5.2 Extreme Value Maps

Extreme value maps are variations of common choropleth maps where the classification is designed to highlight observations at the extreme lower and upper end of the scale. The objective is to identify and highlight outliers. These maps were developed in the spirit of spatializing EDA, i.e., adding spatial features to commonly used approaches in non-spatial EDA (Anselin 1994).

GeoDa currently supports three such map types in the Map menu: a Percentile Map, a Box Map, and a Standard Deviation Map. These are briefly described below. Only their distinctive features are highlighted, since they share all the same options with the traditional thematic map types (Section 4.5). It should be noted that the extreme value maps are examples of a diverging legend, whereas the conventional maps have a sequential legend.

The extreme value maps are the third to sixth items in the map menu of Figure 4.2.

5.2.1 Percentile map

The percentile map is a variant of a quantile map that would start off with 100 categories. However, rather than having these 100 categories, the map classification is reduced to six ranges, the lowest 1%, 1-10%, 10-50%, 50-90%, 90-99% and the top 1%. This is shown in Figure 5.1 for the housing variable from the Ceará sample data set.

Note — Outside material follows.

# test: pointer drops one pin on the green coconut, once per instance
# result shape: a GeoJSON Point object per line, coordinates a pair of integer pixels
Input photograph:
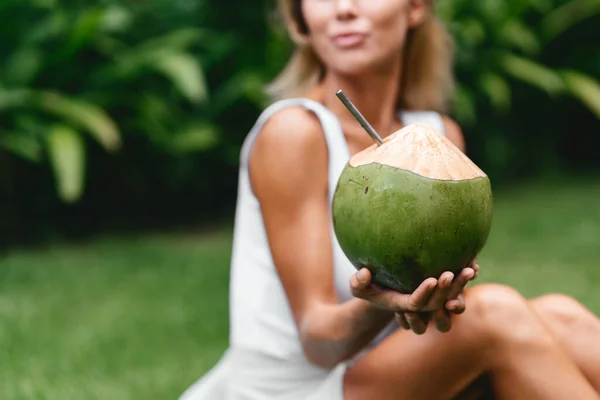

This map is created by selecting Map > Percentile Map from the map menu or the map toolbar icon and specifying the variable.

Figure 5.1: Percentile map

Compared to the traditional map classifications discussed in Section 4.4, the extreme values are much better highlighted. Both the bottom and top 1% contain two observations, with a very small range, respectively 0.697 to 0.715 and 0.927 to 0.930. Interestingly, these extreme values are not closely together in space, countering any suggestion of clustering. However, at least in one case (the northernmost upper percentile observation), a very high value is surrounded by much lower ones, suggesting the potential of a spatial outlier.

With the focus on the large range of middle values (i.e., 10-50 percentile and 50-90), two large bands of adjoining municipios in the same category seem to manifest themselves, with below median values in the northeast and above median values forming a U-shape in the center of the state.

As for any quantile map, there are some drawbacks to this approach related to ties and potential heterogeneity of values within the same category. In addition, a percentile map only makes sense when there are more than 100 observations, which is the case here. It is particularly useful to identify the location in space of the truly extreme observations.

5.2.2 Box map

Whereas the category bounds in the percentile map are to some extent arbitrary, in the box map these are connected to the visualization of the distribution of a variable in a box plot (see Chapter 7).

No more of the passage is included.